Adapun pasal 312 berbunyi:

“Setiap orang yang mengemudikan Kendaraan Bermotor yang terlibat Kecelakaan Lalu Lintas dan dengan sengaja tidak menghentikan kendaraannya, tidak memberikan pertolongan, atau tidak melaporkan Kecelakaan Lalu Lintas kepada Kepolisian Negara Republik Indonesia terdekat sebagaimana dimaksud dalam Pasal 231 ayat (1) huruf a, huruf b, dan huruf c tanpa alasan yang patut dipidana dengan pidana penjara paling lama 3 (tiga) tahun atau denda paling banyak Rp75.000.000,00 (tujuh puluh lima juta rupiah)”.

Sebelumnya, dalam waktu 11 hari terjadi dua kecelakaan yang memakan korban jiwa dan kerusakan rumah di jalur Jalan Raya Padang Panjang-Bukittinggi, tepatnya di Bintungan, Nagari Panyalaian, Kecamatan Sepuluh Koto, Kabupaten Tanah Datar. Kecelakaannya sama-sama akibat rem truk yang blong yang datang dari arah Bukittinggi.

Pada Kamis (30/3/2023), truk dengan nomor polisi BA 8176 LA menabrak tiga rumah dan empat mobil. Selain kerusakan rumah dan mobil, kecelakaan ini mengakibatkan tujuh korban luka.

Kapolres Padang Panjang AKBP Donny dan Kasat Lantas Iptu Aldy Lazzuardy dalam keterangan tertulisnya di situs resmi Polres mengatakan, tabrakan beruntun tersebut terjadi sekitar pukul 12.30 WIB.

Selanjutnya, pada Minggu (9/4/2023), di jorong yang sama kembali karena rem blong, sebuah truk menabrak bangunan, kendaraan dan orang.

Humas Polres Padang Panjang merilis, truk dengan nomor polisi B 9178 DU tersebut menghantam rumah percetakan batako milik warga, serta beberapa kendaraan yang melintas, sekitar pukul 12.00 WIB.
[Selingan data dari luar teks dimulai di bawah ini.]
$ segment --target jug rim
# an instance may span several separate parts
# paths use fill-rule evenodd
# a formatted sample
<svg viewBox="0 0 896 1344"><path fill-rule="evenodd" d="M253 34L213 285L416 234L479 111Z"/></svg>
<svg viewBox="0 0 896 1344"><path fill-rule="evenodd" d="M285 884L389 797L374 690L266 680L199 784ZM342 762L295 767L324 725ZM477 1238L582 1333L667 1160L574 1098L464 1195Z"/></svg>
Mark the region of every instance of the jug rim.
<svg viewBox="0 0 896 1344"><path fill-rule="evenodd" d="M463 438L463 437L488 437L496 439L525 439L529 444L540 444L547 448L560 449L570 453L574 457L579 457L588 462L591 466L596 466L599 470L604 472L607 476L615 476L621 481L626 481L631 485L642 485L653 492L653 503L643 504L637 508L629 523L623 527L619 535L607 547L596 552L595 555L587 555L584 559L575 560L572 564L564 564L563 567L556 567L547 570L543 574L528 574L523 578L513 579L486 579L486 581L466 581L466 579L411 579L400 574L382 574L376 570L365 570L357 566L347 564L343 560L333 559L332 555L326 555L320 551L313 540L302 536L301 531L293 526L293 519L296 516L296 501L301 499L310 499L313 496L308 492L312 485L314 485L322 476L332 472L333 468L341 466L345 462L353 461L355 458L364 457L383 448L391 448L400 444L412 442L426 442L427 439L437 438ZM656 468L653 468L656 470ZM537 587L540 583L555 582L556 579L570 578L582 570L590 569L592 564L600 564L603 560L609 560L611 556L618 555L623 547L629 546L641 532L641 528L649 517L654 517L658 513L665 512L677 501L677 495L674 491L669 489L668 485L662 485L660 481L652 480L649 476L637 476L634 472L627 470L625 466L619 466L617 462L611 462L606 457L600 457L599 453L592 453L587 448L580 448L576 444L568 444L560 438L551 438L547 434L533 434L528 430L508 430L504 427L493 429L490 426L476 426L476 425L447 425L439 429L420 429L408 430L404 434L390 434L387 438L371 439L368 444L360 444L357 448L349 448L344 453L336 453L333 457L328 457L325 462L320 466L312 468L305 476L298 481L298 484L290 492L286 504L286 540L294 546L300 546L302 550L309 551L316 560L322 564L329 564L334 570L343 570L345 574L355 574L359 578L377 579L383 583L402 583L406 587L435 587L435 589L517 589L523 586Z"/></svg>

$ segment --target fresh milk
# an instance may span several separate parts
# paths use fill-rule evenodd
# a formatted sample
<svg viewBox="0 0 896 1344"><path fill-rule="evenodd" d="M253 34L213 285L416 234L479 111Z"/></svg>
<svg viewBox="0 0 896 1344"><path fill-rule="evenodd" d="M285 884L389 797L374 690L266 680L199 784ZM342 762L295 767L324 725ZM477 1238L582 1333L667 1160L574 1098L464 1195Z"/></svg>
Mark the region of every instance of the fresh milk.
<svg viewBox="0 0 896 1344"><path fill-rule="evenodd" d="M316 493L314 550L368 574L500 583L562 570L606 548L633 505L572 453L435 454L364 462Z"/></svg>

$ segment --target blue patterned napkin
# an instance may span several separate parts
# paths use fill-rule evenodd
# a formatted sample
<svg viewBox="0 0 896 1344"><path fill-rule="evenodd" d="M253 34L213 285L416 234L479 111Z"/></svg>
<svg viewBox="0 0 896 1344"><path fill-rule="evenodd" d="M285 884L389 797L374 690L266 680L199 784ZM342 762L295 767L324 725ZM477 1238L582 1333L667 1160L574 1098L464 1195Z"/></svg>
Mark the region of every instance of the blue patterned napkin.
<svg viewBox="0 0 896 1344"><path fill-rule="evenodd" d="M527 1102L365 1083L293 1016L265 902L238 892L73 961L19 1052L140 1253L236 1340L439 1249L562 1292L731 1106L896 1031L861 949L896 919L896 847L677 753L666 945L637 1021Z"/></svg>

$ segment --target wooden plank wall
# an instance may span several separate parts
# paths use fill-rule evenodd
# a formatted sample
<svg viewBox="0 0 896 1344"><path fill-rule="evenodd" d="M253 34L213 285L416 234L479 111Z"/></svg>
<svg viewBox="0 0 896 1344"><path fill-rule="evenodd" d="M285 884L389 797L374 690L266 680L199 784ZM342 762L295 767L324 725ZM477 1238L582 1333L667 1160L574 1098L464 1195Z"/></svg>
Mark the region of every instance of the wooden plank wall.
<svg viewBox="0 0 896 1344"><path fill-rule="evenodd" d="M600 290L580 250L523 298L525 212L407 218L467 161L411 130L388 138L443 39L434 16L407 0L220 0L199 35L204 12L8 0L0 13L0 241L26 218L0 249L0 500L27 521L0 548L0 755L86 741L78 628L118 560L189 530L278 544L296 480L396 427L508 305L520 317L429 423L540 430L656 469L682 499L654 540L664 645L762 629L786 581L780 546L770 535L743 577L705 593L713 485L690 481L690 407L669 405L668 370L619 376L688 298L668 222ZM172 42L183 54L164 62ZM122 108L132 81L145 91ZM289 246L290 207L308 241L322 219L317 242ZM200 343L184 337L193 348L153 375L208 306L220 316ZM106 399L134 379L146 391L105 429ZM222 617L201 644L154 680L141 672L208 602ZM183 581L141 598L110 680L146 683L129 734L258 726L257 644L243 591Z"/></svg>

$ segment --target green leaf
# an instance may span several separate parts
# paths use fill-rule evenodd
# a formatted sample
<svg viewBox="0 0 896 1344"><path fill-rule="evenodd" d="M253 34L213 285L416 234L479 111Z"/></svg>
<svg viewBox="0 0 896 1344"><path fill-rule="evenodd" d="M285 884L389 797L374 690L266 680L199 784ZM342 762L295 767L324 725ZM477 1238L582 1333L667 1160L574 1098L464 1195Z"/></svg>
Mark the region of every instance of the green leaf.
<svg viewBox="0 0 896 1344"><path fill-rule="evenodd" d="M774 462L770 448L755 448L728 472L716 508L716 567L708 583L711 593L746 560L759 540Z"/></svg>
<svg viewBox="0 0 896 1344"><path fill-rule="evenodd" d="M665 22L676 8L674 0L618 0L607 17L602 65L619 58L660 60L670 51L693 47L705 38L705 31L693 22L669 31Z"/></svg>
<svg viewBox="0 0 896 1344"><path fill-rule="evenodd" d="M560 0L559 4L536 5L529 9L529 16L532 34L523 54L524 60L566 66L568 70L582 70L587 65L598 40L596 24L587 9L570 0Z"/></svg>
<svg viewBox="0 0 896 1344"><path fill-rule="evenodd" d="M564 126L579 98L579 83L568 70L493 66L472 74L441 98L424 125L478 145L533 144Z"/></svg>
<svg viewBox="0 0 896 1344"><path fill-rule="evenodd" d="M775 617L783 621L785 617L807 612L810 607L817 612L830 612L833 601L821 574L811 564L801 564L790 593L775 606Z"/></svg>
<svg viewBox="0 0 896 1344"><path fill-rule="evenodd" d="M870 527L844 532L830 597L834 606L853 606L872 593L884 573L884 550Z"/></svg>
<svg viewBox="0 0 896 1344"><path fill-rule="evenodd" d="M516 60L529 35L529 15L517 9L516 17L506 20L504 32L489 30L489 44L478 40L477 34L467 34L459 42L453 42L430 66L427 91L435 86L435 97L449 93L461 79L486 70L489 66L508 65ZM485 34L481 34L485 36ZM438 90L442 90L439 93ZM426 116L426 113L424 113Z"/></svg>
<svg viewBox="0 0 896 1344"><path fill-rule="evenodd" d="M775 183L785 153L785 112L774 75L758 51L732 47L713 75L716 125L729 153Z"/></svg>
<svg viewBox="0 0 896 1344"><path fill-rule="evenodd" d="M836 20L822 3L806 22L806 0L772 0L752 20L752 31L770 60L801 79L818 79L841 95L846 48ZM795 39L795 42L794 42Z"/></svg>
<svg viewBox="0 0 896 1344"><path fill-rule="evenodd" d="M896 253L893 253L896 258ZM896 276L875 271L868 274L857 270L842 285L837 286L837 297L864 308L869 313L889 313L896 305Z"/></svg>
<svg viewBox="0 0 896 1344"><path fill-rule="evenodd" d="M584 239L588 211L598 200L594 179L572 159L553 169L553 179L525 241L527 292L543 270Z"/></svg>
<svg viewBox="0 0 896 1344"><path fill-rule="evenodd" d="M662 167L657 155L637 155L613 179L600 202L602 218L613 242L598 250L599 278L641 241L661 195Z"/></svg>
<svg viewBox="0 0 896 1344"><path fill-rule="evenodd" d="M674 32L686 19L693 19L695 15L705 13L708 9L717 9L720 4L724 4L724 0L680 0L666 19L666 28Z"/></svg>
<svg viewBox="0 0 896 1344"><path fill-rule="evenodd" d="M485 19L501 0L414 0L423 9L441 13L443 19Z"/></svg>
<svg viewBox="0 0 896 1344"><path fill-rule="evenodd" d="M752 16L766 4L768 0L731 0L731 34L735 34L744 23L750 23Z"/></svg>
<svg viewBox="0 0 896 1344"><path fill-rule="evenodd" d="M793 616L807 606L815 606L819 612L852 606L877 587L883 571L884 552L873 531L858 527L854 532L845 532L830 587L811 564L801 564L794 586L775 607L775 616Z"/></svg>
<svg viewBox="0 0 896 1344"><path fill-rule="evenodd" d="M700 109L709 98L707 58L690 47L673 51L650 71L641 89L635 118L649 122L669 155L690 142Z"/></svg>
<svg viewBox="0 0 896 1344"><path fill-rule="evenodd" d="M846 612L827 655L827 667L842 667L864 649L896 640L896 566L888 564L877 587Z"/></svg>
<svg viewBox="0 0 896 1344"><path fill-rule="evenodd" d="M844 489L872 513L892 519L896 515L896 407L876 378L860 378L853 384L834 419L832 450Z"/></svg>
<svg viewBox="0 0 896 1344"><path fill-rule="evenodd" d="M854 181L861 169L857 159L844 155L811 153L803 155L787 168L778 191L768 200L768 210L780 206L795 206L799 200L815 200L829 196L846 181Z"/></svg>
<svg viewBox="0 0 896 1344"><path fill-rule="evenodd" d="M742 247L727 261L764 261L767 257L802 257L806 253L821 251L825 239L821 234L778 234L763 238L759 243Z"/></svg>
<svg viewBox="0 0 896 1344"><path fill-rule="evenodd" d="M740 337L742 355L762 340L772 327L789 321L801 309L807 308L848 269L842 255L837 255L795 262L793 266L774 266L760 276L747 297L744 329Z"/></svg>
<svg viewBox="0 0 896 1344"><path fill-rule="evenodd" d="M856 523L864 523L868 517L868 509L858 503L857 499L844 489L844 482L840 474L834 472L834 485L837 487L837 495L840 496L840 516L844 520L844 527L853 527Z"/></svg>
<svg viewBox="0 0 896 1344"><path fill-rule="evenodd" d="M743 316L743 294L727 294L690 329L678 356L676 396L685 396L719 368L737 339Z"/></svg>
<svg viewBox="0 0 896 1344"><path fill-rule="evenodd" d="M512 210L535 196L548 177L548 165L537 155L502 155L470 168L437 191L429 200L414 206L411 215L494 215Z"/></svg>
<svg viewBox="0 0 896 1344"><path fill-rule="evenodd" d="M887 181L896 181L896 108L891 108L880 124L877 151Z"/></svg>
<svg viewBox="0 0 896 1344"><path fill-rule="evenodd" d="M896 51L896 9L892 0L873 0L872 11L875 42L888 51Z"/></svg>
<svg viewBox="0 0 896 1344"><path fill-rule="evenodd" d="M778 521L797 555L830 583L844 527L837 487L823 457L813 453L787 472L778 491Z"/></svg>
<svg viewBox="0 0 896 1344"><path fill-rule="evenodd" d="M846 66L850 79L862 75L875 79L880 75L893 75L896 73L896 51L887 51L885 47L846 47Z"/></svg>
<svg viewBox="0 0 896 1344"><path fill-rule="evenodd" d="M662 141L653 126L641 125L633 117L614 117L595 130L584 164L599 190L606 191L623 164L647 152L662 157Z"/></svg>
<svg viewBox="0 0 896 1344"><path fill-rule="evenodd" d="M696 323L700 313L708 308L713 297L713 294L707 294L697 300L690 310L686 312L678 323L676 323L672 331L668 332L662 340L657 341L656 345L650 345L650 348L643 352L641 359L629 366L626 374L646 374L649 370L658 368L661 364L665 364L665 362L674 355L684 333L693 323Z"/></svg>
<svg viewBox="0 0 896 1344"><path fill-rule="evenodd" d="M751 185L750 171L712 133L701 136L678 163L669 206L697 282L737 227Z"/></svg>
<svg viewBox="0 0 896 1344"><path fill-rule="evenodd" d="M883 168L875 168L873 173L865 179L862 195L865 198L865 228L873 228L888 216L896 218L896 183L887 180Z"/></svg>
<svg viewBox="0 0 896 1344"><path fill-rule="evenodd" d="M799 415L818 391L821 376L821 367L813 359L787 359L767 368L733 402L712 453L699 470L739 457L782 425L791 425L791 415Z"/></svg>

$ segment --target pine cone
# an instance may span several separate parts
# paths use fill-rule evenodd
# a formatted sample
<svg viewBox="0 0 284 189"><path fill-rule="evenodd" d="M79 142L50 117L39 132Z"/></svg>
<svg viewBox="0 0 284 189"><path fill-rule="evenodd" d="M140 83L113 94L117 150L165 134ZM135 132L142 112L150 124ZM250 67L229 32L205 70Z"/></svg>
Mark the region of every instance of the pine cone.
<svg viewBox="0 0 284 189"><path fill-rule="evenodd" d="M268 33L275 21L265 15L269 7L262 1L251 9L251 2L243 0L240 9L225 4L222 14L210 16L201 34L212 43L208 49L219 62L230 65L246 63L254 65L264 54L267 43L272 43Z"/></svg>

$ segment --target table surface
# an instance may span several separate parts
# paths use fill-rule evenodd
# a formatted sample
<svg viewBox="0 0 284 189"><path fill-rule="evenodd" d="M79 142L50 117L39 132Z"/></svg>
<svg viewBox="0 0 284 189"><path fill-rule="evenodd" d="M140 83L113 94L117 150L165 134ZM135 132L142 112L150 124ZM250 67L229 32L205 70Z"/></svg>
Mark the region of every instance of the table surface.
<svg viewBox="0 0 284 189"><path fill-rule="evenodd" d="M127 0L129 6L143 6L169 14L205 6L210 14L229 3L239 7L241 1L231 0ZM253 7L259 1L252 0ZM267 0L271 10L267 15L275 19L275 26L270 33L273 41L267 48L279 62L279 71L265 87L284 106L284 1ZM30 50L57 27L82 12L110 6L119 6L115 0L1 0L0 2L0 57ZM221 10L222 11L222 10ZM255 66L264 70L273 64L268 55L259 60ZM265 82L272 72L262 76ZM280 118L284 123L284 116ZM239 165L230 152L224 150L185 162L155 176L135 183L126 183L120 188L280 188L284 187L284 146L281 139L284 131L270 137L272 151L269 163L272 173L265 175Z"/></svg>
Truk kemudian juga menabrak rumah, sehingga tiga unit rumah warga rusak.

“Korban mengalami luka ringan sebanyak 7 orang dan sekarang sudah dalam penanganan medis di RSUD Padang Panjang dan RS Ibnu Sina Yarsi,” katanya.

Ia mengatakan, saat ini petugas telah mengamankan supir truk untuk dimintai keterangan guna melakukan peyelidikan atas kasus kecelakaan ini.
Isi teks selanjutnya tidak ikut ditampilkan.